Request.scheme is not set properly or at all

[calif-devel]

I'm working on a HTTP-CoAP ProxyServer based on Californium and I'm using cf-rd from californium.tools project. My intention is to support both coap and coaps endpoints on the proxy server and with help of cf-rd tools, the CoAP peers can POST /rd using either coap or coaps.

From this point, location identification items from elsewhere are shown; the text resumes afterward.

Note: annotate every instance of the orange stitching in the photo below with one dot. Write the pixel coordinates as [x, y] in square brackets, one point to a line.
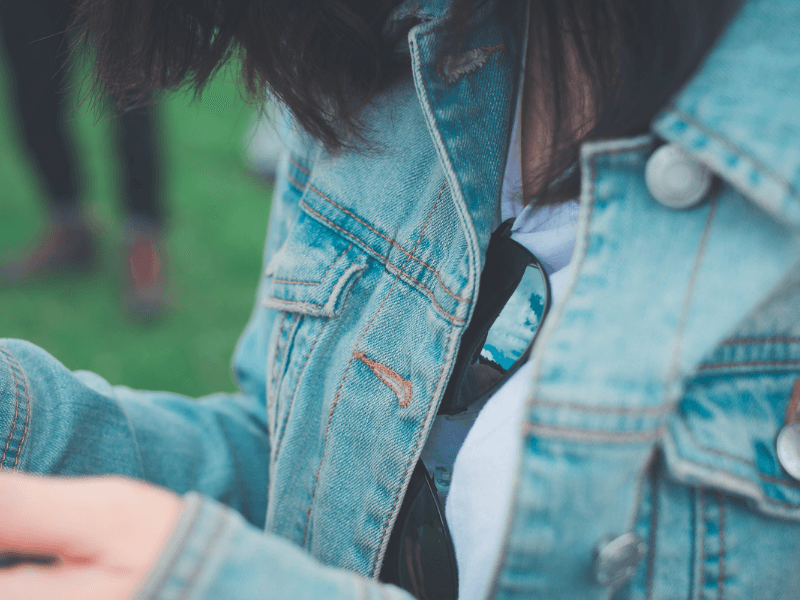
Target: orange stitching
[7, 356]
[402, 388]
[346, 250]
[393, 243]
[295, 183]
[27, 418]
[759, 166]
[721, 570]
[651, 551]
[683, 318]
[202, 558]
[424, 289]
[702, 533]
[598, 408]
[766, 340]
[299, 166]
[750, 363]
[793, 410]
[413, 454]
[347, 368]
[594, 435]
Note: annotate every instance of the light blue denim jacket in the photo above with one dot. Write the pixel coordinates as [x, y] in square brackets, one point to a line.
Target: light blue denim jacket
[660, 381]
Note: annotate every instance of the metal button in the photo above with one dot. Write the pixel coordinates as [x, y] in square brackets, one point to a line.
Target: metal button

However I noticed that although my CoAP device registered using coaps, the logs showed

INFO [RDResource]: Adding new endpoint: coap://127.0.0.1:50961

On further investigation, in RDNodeResource class, when LinkFormat.CONTEXT is either missing or empty, the code assumes the scheme to be coap. I can't set LinkFormat.CONTEXT in URIQuery when positng on resource /rd, because of NAT. Based on RFC, if LinkFormat.CONTEXT is not set, then source address and port should be used. RDNodeResource class uses Request object to correctly set the source address and port, but not the scheme.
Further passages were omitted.